Von Barbara Klimke, Oberstdorf

Am Ortsrand, jenseits der Seilbahn zum Nebelhorn, liegt das Eissportzentrum von Oberstdorf: Es ist ein unauffälliger Bau mit Schindeldach, dessen kleiner Anspruch auf Weltgeltung in der Eiskunstlaufszene darauf gründet, dass hier vor mehr als dreißig Jahren der berühmte Bolero der Tänzer Torvill/Dean ertüftelt wurde. Bis heute gibt es keine Anzeigetafel, keine VIP-Bar, keine Logen.
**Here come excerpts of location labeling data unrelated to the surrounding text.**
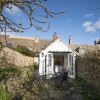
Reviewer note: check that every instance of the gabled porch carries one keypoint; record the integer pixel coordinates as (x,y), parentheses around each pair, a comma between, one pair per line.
(57,61)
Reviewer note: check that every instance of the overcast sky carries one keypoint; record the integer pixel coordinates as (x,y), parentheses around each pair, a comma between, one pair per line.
(79,21)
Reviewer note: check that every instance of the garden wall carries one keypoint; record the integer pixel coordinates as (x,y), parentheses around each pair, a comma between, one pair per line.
(15,58)
(88,67)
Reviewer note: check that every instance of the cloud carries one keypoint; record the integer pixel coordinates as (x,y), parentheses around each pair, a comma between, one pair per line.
(97,24)
(89,26)
(69,20)
(13,11)
(87,23)
(90,29)
(89,15)
(3,33)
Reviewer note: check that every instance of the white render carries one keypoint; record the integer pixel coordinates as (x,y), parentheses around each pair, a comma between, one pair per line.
(48,59)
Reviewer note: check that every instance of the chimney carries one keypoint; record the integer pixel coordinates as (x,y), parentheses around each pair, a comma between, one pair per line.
(55,36)
(69,40)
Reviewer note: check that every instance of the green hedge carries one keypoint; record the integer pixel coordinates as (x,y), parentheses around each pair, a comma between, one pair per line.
(24,50)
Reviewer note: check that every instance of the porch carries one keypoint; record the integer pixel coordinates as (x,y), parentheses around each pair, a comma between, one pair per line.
(56,62)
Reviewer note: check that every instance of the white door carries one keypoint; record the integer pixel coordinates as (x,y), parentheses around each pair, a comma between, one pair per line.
(71,65)
(50,64)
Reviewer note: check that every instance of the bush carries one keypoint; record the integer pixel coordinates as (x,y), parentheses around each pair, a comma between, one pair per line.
(3,94)
(7,72)
(24,50)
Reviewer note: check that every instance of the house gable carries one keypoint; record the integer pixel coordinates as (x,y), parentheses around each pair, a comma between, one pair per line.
(58,46)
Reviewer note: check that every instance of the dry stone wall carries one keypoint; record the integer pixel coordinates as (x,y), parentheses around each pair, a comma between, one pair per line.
(16,58)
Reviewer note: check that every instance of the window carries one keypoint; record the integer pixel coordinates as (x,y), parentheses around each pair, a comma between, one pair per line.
(71,64)
(49,59)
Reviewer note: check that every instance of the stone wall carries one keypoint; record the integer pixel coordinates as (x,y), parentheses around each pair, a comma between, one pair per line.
(88,68)
(16,58)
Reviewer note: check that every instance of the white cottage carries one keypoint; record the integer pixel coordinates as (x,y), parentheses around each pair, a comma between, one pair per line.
(56,57)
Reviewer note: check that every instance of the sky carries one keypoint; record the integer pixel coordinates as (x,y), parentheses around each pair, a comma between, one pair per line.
(81,20)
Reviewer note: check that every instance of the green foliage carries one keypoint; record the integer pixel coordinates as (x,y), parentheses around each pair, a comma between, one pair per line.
(3,94)
(88,91)
(24,50)
(6,72)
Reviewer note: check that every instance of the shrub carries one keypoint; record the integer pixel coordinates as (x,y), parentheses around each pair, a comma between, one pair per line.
(24,50)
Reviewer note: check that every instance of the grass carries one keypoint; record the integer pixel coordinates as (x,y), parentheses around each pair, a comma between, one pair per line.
(4,95)
(88,91)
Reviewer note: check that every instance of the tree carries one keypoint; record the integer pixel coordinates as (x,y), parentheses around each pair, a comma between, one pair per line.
(28,7)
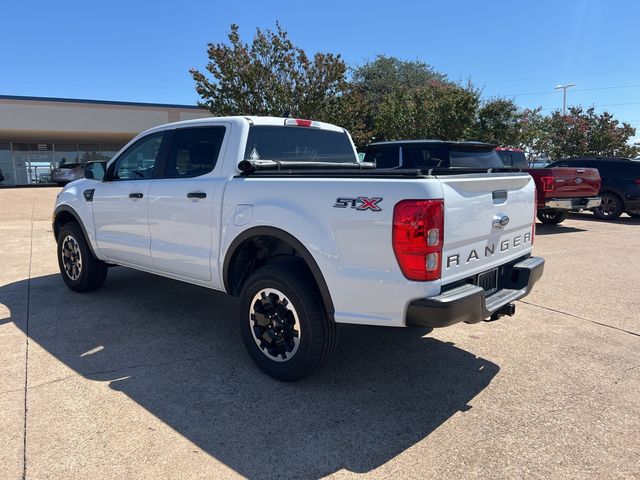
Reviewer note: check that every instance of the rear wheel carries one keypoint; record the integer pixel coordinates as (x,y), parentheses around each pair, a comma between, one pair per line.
(285,326)
(610,208)
(552,218)
(80,270)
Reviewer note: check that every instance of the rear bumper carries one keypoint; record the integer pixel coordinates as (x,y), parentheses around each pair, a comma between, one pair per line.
(572,203)
(468,303)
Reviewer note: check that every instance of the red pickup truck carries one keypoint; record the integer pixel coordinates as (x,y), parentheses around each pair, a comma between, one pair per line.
(560,190)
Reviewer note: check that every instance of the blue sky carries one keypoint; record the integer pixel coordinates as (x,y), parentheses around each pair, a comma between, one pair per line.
(142,50)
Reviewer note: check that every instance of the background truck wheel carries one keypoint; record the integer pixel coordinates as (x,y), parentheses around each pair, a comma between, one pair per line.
(552,218)
(80,270)
(610,208)
(284,323)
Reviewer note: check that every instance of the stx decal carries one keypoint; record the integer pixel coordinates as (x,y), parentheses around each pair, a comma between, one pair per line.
(359,203)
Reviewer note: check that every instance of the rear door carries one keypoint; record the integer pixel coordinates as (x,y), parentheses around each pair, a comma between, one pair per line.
(488,221)
(182,210)
(120,210)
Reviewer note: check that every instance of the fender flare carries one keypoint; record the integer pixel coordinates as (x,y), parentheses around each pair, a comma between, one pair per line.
(291,240)
(66,208)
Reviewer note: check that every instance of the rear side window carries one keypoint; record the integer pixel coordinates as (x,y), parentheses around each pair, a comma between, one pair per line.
(300,144)
(383,157)
(194,151)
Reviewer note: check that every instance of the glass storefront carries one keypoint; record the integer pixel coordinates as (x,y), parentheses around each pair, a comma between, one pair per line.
(27,163)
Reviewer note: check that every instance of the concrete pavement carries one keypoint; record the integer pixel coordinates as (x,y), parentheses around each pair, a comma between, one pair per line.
(148,378)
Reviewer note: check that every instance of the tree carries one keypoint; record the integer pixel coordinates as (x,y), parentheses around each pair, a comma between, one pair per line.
(584,133)
(499,121)
(385,75)
(269,77)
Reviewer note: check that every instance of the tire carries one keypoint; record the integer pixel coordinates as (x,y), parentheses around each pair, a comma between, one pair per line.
(80,269)
(284,323)
(610,208)
(552,218)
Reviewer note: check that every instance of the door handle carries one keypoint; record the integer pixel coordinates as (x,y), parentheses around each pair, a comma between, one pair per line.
(196,195)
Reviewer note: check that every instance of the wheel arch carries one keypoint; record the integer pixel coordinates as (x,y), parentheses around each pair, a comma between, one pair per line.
(234,274)
(64,214)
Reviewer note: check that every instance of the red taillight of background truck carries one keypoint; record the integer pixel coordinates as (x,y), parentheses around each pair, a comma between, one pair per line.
(418,236)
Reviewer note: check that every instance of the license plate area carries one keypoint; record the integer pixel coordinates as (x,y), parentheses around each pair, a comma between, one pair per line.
(488,281)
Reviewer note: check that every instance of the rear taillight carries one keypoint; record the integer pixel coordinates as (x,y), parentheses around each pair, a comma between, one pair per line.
(547,184)
(418,235)
(535,214)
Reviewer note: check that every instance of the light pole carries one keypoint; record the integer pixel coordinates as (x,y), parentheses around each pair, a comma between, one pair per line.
(564,96)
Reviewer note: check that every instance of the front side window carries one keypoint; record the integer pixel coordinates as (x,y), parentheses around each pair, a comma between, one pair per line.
(298,144)
(383,157)
(194,151)
(138,161)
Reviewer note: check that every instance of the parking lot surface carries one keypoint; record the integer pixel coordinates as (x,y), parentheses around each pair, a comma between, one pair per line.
(148,377)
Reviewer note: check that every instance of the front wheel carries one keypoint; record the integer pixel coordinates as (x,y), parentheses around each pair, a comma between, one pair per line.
(552,218)
(285,326)
(80,270)
(610,208)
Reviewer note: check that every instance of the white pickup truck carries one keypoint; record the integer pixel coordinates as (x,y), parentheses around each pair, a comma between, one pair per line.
(281,213)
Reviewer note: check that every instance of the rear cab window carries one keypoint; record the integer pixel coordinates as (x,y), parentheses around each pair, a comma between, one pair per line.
(383,157)
(513,158)
(299,144)
(471,157)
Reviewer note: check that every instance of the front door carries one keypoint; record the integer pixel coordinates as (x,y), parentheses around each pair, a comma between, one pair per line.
(182,209)
(120,203)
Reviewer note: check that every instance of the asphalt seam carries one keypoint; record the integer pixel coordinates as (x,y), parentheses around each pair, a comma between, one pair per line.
(581,318)
(26,354)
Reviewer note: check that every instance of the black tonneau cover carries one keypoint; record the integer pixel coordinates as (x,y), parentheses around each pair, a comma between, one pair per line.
(271,168)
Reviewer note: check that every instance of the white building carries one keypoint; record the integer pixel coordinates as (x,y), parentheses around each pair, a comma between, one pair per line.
(37,133)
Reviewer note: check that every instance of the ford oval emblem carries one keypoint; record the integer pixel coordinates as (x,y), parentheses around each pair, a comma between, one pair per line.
(500,220)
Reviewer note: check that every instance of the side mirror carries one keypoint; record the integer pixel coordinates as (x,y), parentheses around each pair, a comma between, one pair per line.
(95,170)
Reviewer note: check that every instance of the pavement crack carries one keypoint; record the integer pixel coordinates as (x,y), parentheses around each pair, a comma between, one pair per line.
(97,373)
(581,318)
(147,365)
(26,353)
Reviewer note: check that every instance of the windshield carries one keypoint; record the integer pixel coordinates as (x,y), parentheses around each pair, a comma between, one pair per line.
(300,144)
(474,159)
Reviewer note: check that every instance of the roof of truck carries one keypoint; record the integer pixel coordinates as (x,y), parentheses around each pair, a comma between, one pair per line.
(439,142)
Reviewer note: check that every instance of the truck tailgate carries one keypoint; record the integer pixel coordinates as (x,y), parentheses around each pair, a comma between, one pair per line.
(567,182)
(488,222)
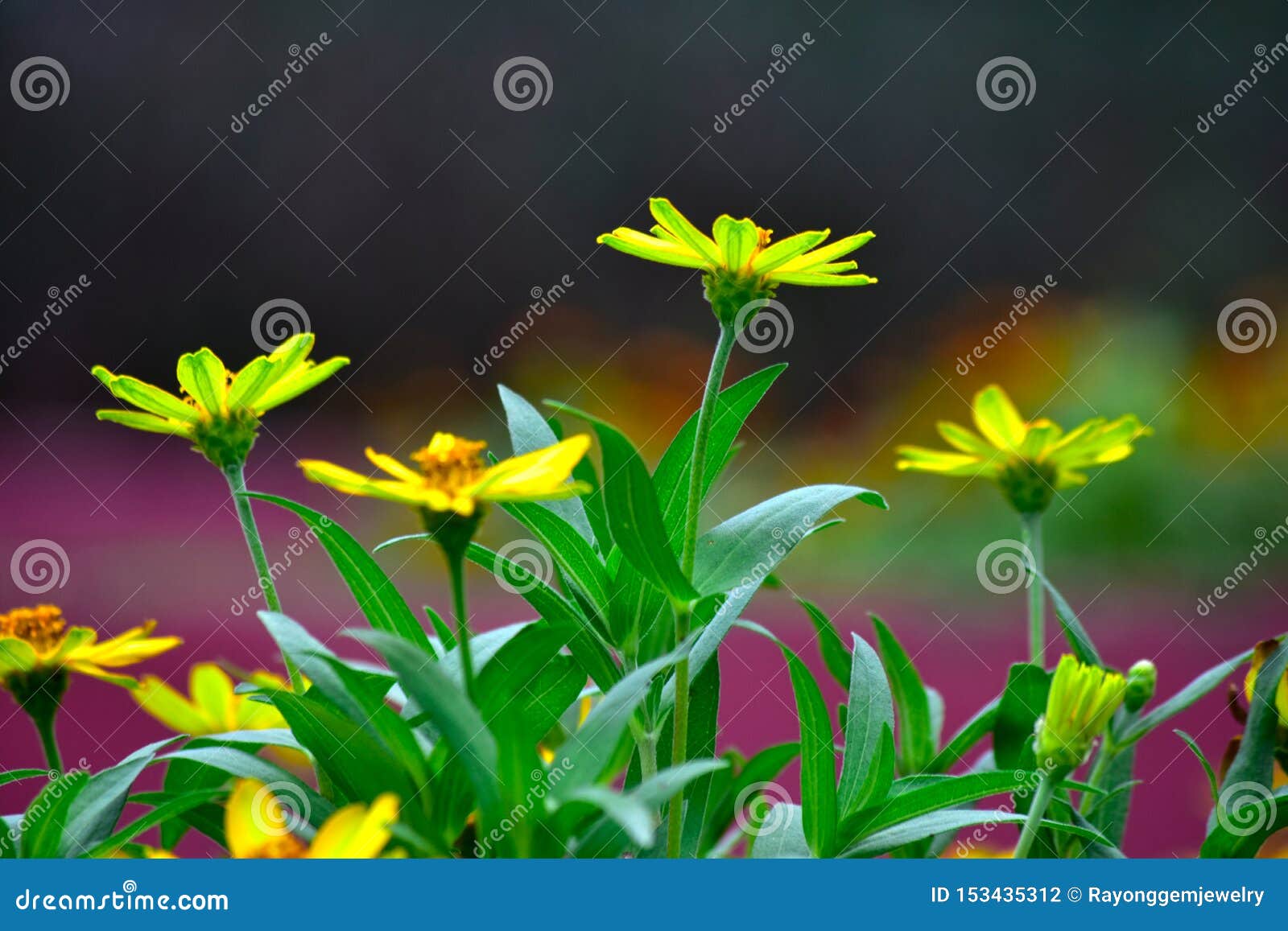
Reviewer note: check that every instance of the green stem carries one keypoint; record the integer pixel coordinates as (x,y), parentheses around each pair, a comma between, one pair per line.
(688,551)
(456,572)
(680,734)
(237,483)
(1030,534)
(1041,798)
(45,727)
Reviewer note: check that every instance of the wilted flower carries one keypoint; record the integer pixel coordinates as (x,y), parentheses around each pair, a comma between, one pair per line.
(1080,705)
(1030,461)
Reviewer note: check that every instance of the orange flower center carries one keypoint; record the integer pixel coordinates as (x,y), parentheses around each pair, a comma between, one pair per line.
(451,463)
(42,626)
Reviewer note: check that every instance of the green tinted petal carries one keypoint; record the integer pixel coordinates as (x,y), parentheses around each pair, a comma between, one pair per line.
(815,280)
(961,438)
(145,396)
(204,377)
(997,418)
(785,250)
(654,250)
(737,240)
(299,383)
(828,253)
(148,422)
(253,380)
(665,212)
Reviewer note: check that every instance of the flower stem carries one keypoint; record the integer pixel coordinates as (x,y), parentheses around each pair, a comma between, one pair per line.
(1030,533)
(456,572)
(237,484)
(1041,798)
(683,613)
(45,727)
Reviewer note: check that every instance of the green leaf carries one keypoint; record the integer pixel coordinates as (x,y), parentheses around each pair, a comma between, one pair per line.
(528,433)
(741,551)
(979,727)
(584,639)
(634,517)
(938,793)
(818,759)
(100,804)
(830,644)
(378,599)
(939,822)
(450,710)
(575,557)
(1018,710)
(869,721)
(1073,630)
(49,815)
(912,706)
(596,746)
(1208,768)
(1183,699)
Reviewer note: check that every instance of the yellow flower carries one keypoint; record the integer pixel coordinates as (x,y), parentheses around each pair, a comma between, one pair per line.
(35,643)
(454,478)
(1030,461)
(741,249)
(257,826)
(214,707)
(1080,705)
(219,410)
(1259,660)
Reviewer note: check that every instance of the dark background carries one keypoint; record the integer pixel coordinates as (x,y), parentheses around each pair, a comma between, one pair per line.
(392,196)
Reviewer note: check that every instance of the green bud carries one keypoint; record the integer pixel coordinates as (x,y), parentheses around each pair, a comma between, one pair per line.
(1141,679)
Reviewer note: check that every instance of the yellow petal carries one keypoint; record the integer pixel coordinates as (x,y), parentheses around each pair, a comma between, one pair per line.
(997,418)
(356,832)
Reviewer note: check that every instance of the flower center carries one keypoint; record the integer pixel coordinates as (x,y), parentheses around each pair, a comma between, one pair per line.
(451,463)
(42,626)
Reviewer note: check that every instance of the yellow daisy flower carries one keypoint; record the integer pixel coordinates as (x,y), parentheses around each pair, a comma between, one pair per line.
(1080,705)
(36,644)
(214,707)
(740,249)
(1249,682)
(452,476)
(257,827)
(219,410)
(1030,461)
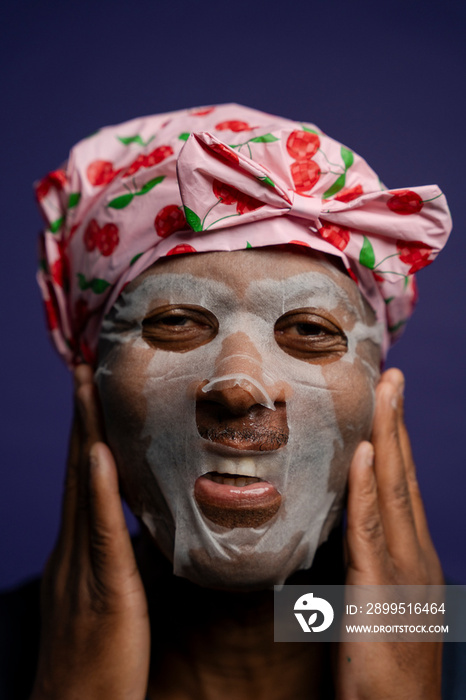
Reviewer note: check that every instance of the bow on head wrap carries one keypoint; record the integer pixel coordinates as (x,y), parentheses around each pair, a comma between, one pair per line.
(187,181)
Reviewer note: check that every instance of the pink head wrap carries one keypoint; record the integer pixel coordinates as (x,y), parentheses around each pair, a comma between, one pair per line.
(193,181)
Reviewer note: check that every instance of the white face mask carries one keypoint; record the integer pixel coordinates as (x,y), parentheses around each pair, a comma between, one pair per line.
(150,397)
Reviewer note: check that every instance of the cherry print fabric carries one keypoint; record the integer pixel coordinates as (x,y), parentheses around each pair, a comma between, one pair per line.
(195,181)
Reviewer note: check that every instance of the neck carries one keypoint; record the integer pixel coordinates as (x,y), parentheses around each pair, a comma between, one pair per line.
(219,644)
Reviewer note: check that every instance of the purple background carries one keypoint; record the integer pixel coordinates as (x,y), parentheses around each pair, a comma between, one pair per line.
(385,79)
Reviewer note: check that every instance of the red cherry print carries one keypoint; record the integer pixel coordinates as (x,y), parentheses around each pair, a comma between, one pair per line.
(349,194)
(58,178)
(56,270)
(336,235)
(51,315)
(169,220)
(225,153)
(227,193)
(107,239)
(51,308)
(405,202)
(302,144)
(247,203)
(158,155)
(233,125)
(182,248)
(202,112)
(415,289)
(305,174)
(414,253)
(90,235)
(100,172)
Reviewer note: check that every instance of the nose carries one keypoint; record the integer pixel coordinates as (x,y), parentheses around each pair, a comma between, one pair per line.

Und auch sonst nichts, was ein Sportzentrum mit dem monumentalen Sitzungssaal der UN-Generalversammlung in Manhattan verbinden würde, mit den Korridoren der Macht in internationalen Kapitalen, in Washington oder Seoul.

Dennoch wurde auf diesem Flecken Eis im Allgäu gerade ein Kufentanz mit geopolitischer Bedeutung aufgeführt - weil zwei Paarläufer aus Nordkorea sich hier für die Olympischen Winterspiele in Pyeongchang im Nachbarland Südkorea qualifizierten.

Sehr glücklich saßen Kim Ju-Sik und Ryom Tae-Ok, seine zierliche, nur 1,51 Meter kleine Partnerin, nach der Kür am frühen Freitagabend in einem Raum vor Journalisten, Kameras und Mikrofonen. Sie waren ein technisch sauberes Programm mit drei unterschiedlichen Dreifach-Würfen gelaufen, und statt den Beatles aus dem Kurzprogramm hatten sie diesmal einen Chanson gewählt. Damit sicherten sie sich den dritten von insgesamt fünf zu vergebenden Olympia-Plätzen.

Der 25-jährige Kim Ju-Sik strahlte, als er von der Dolmetscherin übersetzen ließ, dass sie immer nach Verbesserungen strebten. Ryom Tae-Ok, 18, hatte schon am Vortag keck gesagt: "Wir wollen irgendwann Weltmeister werden." Doch die alles entscheidende Frage, ob sie nun tatsächlich auch zu Olympia in Südkorea fahren dürfen, wurde nicht zugelassen. Die Trainerin, Kim Hyon-son, und Delegationsleiter Ri Chol-Un, ein Mann mit schwarzer Aktentasche, hatten schon vorab gesagt: "Das ist eine Entscheidung der Regierung. Wir können das nicht kommentieren."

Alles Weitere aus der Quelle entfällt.